Yes. Several different types of relief are available to charities. If the property is mainly used for charitable purposes and the occupying ratepayer is a charity or trustees of a charity, then an 80% relief on business rates is available. Some charities may also be entitled to an additional 20% although this is available at the discretion of the local authority.
Charities must be aware that in order to receive this relief, the premises must be “wholly or mainly used for charitable purposes” as stated in the Act. In the case of Public Safety Charitable Trust v Milton Keynes Council, it was decided that where only a small proportion of the premises was used for charitable purposes (in this case the installation of a Wifi transmitter) this did not constitute being used for charitable purposes.
Landlords must also steer clear of incentivising charities to become tenants of premises in order for the landlord to take advantage of charitable relief and avoiding having to pay empty rates. As this became more prevalent, an investigation by the Charity Commission was launched. Landlords and charities alike should be aware that this may constitute business rates avoidance.
As mentioned above, property owners are liable for business rates if the property is empty. However, certain properties are eligible for exemption from empty rates under the Non-Domestic Rating (Unoccupied Property) (England) Regulations 2008.
Industrial property and warehouses can qualify for relief of 100% for up to 6 months, whereas retail properties such as offices and shops are able to qualify for 100% relief for a period of 3 months. However, if the owner of the property is a charitable organisation, the property will not be subject to business rates if the property is empty, as long as that once it is re-occupied, it will be used for charitable purposes.
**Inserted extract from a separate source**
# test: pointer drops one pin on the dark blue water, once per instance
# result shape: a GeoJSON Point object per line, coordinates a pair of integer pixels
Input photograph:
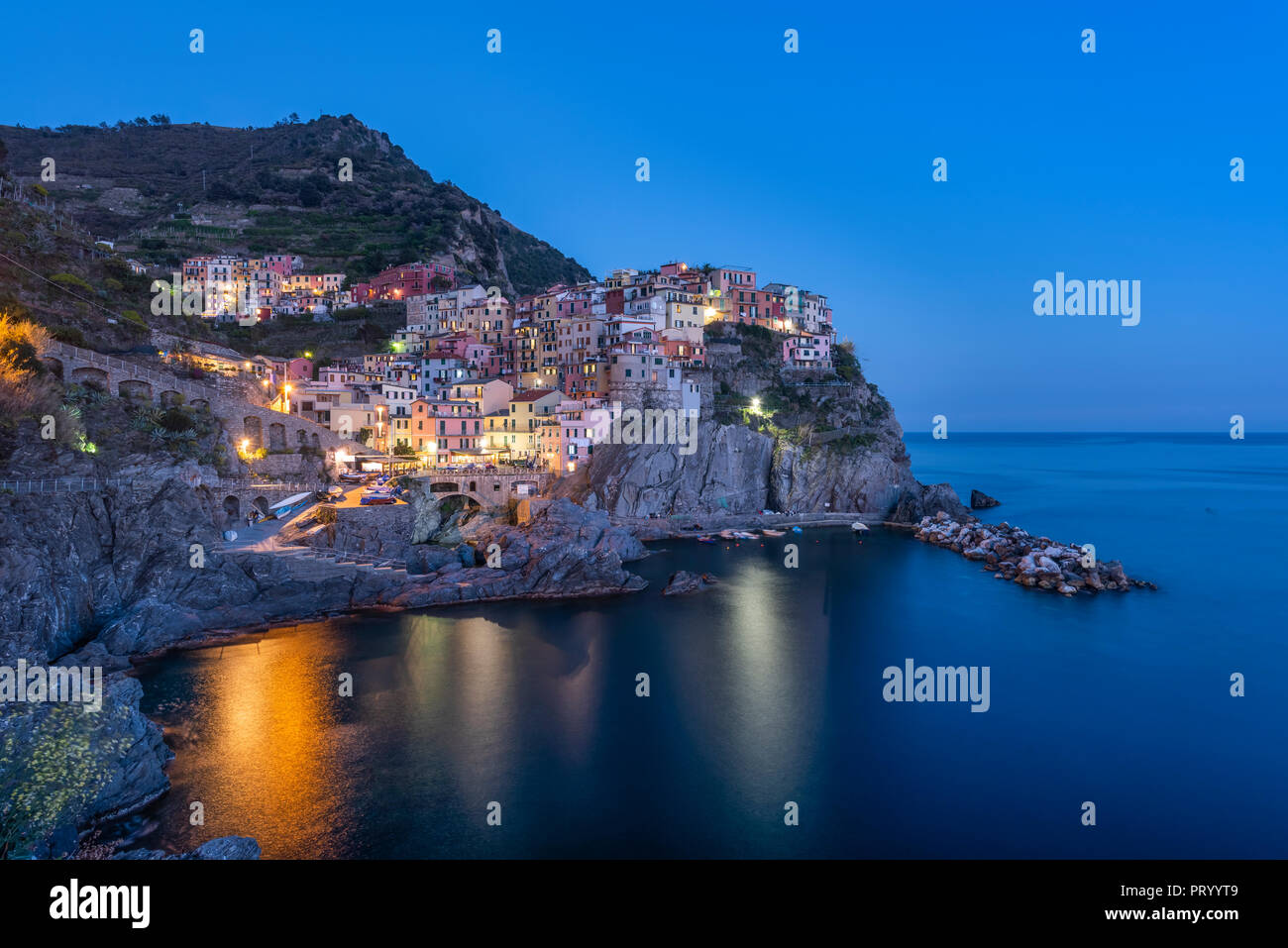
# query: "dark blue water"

If the property is re-occupied for six weeks or more, the owner can claim a further period of exemption (subject to the three or six month limit) when the property becomes vacant again. However, this extra exemption time is only available if the property satisfies the criteria for “rateable occupation” during the six week period of re-occupation as defined in John Laing & Son Ltd v Kingswood Assessment Committee. In this case, it was held that rateable occupation requires:
This was further demonstrated in the case of Makro Properties Ltd v Nuneaton & Bedworth Borough Council in which the court held that occupation of less than 1% of a warehouse by 16 pallets of paperwork did in fact amount to occupation and the subsequent six month rate exemption period was granted.
As revealed in the Government’s Autumn Statement 2013, up to £1,000 of ‘Retail Relief’ will be provided to all occupied retail properties with a rateable value of £50,000 or less in 2014-15 and 2015-16.
Charity shops fall under the definition of properties that will benefit from this relief as long as they are wholly or mainly being used for the sale of goods to visiting members of the public. As with other forms of relief, this test is on use rather than occupation. Therefore, a shop which is occupied by a charity but not primarily used as a charity shop will not qualify for this relief. This relief is also discretionary so it will be up to the local authority to decide who gets this relief and what amount. This will be decided in line with their wider community objectives.
The relief available to charities is wide and varied. Charities must ensure that they meet the criteria discussed above in order to ensure that they receive the maximum relief to which they are entitled. It is always advisable for both landlords and tenants, whether charitable or otherwise, to seek legal advice when considering how to qualify for relief from business rates.